Ciertamente la cláusula undécima de los Términos y Condiciones de Contratación para la prestación de Servicio Telefónico, permite a la empresa prestadora del servicio acudir a los tribunales ordinarios a fin de hacer efectivo sus derechos de cobro en caso de mora. No obstante, no debe perderse de vista que la prestación efectiva de los servicios públicos, entre los que figura el de telecomunicaciones, está regulada y controlada según la Ley N.° 26 de 29 de enero de 1996, por el Ente Regulador de los Servicios Públicos, que para tal efecto le permite intervenir como última instancia administrativa, ante denuncias de clientes sobre la prestación deficiente de esos servicios o falta de atención a reclamaciones. En el caso bajo examen ha quedado establecido que el señor Matías Cerrud acudió ante el Ente Regulador con una queja ante la empresa concesionaria de las telecomunicaciones por el supuesto uso indebido de su línea telefónica, asunto que evidentemente es de su competencia, razón por la que la Sala desestima las violaciones alegadas al artículos 3 de la Ley 26 de 1996 y los artículos 237, 240, 248 y 249 del Código Judicial, que de conformidad con el Texto Único de este cuerpo jurídico corresponde a los artículos 238, 241, 249, 250, sustentadas medularmente sobre la falta de competencia.

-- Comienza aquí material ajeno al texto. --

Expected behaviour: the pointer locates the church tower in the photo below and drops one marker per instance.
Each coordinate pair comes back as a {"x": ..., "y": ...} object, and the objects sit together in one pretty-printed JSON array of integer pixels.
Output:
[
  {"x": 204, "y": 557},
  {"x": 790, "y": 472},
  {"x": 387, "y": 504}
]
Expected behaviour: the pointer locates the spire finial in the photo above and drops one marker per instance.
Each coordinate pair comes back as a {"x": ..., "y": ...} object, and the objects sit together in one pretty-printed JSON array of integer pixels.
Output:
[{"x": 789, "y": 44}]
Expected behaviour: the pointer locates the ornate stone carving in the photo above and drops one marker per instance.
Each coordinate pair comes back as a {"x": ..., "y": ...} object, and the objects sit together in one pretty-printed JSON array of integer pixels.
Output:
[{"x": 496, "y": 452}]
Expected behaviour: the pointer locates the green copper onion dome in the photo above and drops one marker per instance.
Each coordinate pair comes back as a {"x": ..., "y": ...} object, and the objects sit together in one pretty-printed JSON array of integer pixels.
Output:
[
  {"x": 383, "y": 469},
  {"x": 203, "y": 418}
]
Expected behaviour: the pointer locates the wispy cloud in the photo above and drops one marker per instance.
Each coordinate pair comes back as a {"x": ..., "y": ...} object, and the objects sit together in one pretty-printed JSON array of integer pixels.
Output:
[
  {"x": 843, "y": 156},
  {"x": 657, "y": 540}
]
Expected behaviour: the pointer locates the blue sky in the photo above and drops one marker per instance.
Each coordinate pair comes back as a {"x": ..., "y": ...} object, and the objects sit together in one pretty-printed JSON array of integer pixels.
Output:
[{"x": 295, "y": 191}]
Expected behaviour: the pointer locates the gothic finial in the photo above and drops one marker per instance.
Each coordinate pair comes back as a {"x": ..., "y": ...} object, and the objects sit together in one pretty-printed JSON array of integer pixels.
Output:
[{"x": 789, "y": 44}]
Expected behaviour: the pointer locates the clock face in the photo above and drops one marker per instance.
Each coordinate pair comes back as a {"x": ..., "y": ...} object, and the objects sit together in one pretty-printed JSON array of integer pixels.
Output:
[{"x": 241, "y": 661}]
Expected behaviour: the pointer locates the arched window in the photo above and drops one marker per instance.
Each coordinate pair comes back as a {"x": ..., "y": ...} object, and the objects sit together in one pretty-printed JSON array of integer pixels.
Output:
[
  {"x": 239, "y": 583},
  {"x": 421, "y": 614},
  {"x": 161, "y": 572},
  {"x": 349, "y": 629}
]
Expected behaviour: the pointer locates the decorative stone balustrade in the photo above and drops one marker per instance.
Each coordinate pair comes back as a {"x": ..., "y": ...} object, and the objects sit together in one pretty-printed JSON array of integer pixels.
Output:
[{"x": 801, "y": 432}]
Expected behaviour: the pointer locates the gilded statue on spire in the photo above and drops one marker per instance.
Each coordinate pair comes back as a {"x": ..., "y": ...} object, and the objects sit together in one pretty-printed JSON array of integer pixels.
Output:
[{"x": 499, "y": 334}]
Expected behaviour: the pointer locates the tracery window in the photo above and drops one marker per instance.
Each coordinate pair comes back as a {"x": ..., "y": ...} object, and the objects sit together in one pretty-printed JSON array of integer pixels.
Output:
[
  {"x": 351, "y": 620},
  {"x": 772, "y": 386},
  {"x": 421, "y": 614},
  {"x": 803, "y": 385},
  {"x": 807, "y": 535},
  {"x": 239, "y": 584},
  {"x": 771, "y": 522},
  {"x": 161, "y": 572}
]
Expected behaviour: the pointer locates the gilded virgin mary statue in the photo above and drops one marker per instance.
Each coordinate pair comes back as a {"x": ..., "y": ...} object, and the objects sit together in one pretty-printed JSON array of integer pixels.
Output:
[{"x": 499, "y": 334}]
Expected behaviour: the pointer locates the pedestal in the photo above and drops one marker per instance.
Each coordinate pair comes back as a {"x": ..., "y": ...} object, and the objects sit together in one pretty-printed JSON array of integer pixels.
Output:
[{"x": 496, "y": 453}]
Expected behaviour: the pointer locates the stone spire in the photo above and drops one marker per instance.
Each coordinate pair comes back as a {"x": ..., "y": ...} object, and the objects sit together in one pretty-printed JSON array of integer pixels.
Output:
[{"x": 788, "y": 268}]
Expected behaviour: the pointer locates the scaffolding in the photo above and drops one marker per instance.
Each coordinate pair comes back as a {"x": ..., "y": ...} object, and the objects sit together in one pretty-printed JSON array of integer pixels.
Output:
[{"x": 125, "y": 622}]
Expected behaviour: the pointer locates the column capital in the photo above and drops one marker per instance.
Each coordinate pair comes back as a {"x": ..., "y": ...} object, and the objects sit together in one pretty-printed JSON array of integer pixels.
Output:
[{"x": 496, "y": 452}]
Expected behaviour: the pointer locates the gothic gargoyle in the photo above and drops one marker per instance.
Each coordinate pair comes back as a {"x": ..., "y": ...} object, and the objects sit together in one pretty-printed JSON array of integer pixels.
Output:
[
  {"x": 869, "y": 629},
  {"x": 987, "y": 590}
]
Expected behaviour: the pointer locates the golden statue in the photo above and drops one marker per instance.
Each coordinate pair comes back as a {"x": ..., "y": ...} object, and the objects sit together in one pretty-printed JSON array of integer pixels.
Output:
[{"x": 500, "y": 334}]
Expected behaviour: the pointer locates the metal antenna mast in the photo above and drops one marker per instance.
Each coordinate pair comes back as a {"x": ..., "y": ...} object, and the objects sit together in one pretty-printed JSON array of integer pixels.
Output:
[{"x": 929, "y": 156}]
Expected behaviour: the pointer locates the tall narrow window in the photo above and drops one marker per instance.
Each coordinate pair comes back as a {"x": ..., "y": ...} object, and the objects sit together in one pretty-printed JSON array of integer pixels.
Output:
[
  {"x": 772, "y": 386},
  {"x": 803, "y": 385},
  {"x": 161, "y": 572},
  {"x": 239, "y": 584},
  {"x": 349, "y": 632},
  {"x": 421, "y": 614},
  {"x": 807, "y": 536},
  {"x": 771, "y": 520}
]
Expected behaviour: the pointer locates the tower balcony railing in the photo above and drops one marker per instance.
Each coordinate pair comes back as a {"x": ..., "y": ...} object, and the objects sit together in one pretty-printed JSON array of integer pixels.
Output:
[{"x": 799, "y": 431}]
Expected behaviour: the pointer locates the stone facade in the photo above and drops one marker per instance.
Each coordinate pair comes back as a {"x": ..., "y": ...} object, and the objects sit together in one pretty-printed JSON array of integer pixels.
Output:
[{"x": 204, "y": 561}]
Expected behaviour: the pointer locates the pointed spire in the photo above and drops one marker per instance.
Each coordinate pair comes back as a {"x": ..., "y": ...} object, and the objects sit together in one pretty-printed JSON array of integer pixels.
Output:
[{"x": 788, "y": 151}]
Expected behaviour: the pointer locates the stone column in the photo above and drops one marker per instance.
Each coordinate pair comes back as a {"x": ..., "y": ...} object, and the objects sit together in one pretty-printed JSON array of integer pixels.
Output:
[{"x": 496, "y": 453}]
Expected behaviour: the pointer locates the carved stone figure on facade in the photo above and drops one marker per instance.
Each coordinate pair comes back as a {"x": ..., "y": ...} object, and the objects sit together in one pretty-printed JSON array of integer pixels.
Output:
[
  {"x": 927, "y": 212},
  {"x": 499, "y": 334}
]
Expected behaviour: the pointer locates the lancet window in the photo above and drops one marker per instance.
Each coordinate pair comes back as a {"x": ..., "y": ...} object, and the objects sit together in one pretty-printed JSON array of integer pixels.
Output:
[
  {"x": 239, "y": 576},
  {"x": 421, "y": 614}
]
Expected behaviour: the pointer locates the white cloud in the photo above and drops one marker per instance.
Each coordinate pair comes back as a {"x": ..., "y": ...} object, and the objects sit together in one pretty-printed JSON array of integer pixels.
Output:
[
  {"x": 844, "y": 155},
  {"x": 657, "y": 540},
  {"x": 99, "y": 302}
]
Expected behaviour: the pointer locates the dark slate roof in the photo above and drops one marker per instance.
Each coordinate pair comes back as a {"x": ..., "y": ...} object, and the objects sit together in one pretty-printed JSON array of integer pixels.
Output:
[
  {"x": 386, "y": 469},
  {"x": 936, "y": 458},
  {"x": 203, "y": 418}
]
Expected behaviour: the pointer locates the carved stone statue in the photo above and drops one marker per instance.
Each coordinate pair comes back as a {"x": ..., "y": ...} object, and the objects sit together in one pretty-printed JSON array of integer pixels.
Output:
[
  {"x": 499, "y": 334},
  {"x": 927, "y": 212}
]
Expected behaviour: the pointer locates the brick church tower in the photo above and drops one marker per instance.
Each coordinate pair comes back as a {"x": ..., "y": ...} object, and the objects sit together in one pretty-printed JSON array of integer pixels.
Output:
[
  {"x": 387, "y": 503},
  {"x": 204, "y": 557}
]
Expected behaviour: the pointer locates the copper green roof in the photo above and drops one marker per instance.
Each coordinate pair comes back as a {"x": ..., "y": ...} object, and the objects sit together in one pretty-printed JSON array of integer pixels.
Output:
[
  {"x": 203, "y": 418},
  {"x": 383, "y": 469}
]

Sentencia de 4 de agosto de 2003. Caso: Cable & Wireless Panamá, S.A. c/ Ente Regulador de los Servicios Públicos.

Texto del fallo

Prescripción de un crédito derivado de un contrato de arrendamiento

 

Los bienes de dominio público quedan sujetos a las disposiciones del Código Fiscal.

El Código Fiscal en su artículo 1073, numeral 2, establece que los créditos a favor del Tesoro Nacional se extinguen por prescripción de quince años, salvo en los casos en que este Código o leyes especiales fijen otro plazo.

Como las leyes que regulan la materia de las viviendas revertidas no estipulan otro término de prescripción, debe aplicársele la prescripción amparada en esta disposición del Código Fiscal. Así pues, desde la fecha en que el señor Wallcott desocupó el inmueble en mención no han transcurrido los quince años que dispone esta norma para que pueda declararse prescrita la obligación que mantiene con la Autoridad de la Región Interoceánica.

Auto de 11 de enero de 1994. Caso: Región Interoceánica, Sector Pacífico c/ Edgar G. Wallcott.